Monday, September 22, 2008

Going 0 to 60 on an unpaved, potholed road

When you’re a foreigner, you’re asked a lot of questions….by everyone you meet. So when someone asked me how long I’ve been in India, I reply, “just a few weeks” and thought nothing of it. But later, when I was glancing at a calendar, I noticed that I’d already been living in Mumbai for the past four weeks! I can’t believe that I’ve already been here a month. When I stop to think of things, sometimes I act as though I’ve lived here for years...and other times, I feel like I’ve only lived here a few days. Every day, I hail a rickshaw, then hop on a train and then finally catch a bus, and think nothing of it. I know that if my rickshaw fare came to 15 rupees, I know to give them only 14. If someone told me a few months ago though that I would have to do all of that just to get to my internship, I would have thought that there would be no way I could pull that off and still end up at my internship. But, as Professor Henry Higgins in “My Fair Lady” says, “By George, I really did it, I did it, I did it!” And after coming back from my internship, I easily pick up milk and bread at the market then walk down to the road to get my fruits at the fruit vendor. I’m no longer clueless about where to go to get towels or a phone card for my phone. And if someone asks for directions, in their thick Indian accent, who knows, maybe I’ll be able to point them in the right direction. It feels so wonderful to get that comfort feeling, in a city that is so big and so disorienting at times.

But of course, there are other days, when I feel like I just moved into the city. If I had to take a cab somewhere, the cab drivers would probably love me and hate me at the same time. First, I’d either not know how to tell the driver where I wanted to go or second, end up paying a much higher rate because I didn’t know how to work the meter. In a city that tries every which way to make a living, you really have to be conscious of what you’re doing and where you’re going, because in the end, only you can look out for you.

When I was on the phone with my family from back home today, they asked me how it's going for me over here. I told them that today, I love it here. But if you ask me tomorrow, it could be a whole different story. To me, Mumbai is a city of good days and bad days. As I read what I've recently written in my blog, I realize that I'm constantly changing my mind about the city. But, it seems like Mumbai is that kind of a city. Just a few experiences could make your day or break your day.

"Maximum City", the book that I have to read for my social work class has definitely shown me some insight on this huge, chaotic city. The book is written by an Indian who talks about life in Bombay/Mumbai, specifically the gruesome, not so pretty side of the city. I’m only 25 pages in, but already I’ve found great passages that truly help to explain Mumbai.

“India desires modernity; it desires computers, information technology, neural networks, video on demand. But there is no guarantee of a constant supply of electricity in most places in the country. In this, as in every other area, the country is convinced it can pole-vault over the basics; develop world-class computer and management institutes without achieving basic literacy; provide advanced cardiac surgery and diagnostic imaging facilities while the most easily avoidable childhood diseases run rampant; self-washing machines that depend on a non-existent water supply from shops that are dark most hours of the day because of power cuts; support a dozen private and public companies offering mobile phone services, while the basic land telephone network is in terrible shape; drive scores of new cars that go 0 to 60 in ten seconds without any roads where they might do this without killing everything inside and out, man and beast” (Mehta 25).
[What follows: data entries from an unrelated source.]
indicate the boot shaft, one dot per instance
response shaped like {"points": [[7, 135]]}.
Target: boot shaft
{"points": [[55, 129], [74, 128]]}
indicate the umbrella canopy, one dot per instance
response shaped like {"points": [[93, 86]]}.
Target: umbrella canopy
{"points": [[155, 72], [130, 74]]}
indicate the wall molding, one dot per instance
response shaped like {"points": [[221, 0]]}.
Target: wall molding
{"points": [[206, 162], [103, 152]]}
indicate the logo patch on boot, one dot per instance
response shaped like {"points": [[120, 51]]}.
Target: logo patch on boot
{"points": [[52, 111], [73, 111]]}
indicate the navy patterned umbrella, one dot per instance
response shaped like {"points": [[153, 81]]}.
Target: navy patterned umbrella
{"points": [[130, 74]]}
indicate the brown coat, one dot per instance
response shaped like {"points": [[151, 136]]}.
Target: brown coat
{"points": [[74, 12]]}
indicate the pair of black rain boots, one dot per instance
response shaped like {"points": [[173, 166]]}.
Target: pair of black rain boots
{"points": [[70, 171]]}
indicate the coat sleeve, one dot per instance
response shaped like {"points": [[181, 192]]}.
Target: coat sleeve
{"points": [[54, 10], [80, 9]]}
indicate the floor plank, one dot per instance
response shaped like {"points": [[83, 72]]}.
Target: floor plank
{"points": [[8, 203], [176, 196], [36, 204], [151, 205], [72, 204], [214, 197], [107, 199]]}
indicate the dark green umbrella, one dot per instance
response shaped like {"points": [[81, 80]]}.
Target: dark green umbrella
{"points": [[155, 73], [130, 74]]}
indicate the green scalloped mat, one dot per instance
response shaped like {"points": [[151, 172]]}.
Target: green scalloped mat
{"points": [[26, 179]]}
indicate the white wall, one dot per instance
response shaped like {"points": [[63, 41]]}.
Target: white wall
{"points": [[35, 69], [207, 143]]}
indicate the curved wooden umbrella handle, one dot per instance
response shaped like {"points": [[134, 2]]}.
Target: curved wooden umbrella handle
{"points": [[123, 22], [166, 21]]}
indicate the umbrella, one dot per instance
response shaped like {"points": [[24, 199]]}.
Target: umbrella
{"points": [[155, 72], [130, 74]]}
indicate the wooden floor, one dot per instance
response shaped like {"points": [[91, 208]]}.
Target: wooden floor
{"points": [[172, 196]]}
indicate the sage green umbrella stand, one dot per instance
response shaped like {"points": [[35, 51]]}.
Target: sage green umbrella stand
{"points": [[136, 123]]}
And to learn the caste system of India, that is still going strong, here’s this insight from the book...
”...the live-in-maid won’t clean the floors; that is for the “free servant” to do. Neither of them will do the bathrooms, which are the exclusive domain of a bhang; who does thing else. The driver won’t wash the car; that is the monopoly of the building watchman. The flat ends up swarming with servants. We wake up at 6 every morning to garbage, when the garbage lady comes to collect the previous day’s refuse. From then on, the doorbell rings continuously all through the day; milkman, paperboy, knife sharpener, wastepaper and bottle buyer, massagewali, cable man. All the services of the world, brought to my door, too early in the morning” (Mehta 23).

But somehow between the rickshaw honks, the vegetable man yelling about the fresh produce he has, and the tap tap tap on the car door of the five-year-old girl begging for money, life in this city is somewhat calming. Somehow, I think that when I walk out of the airport when I arrive in the U.S. and I don’t hear all these noises, the day will be a little too quiet.




Mehta, Suketu. "Maximum City: Bombay lost & found". New Delhi: Penguin Books, 2004.

1 comment:

Anonymous said...

Wow! I've been reading your blog and I can't believe everything you've been through this past month! I feel like when you come back you will be so mature I won't know who you are! I'm glad to read that you're having some really great days! I know you have bad ones too, but the good days must make it all worth it. if you ever need to talk to someone you can call me at any time. my number is 603 295 1241. Do you have any trips planned? are you going to visit the taj mahal? I miss you and hope all is well!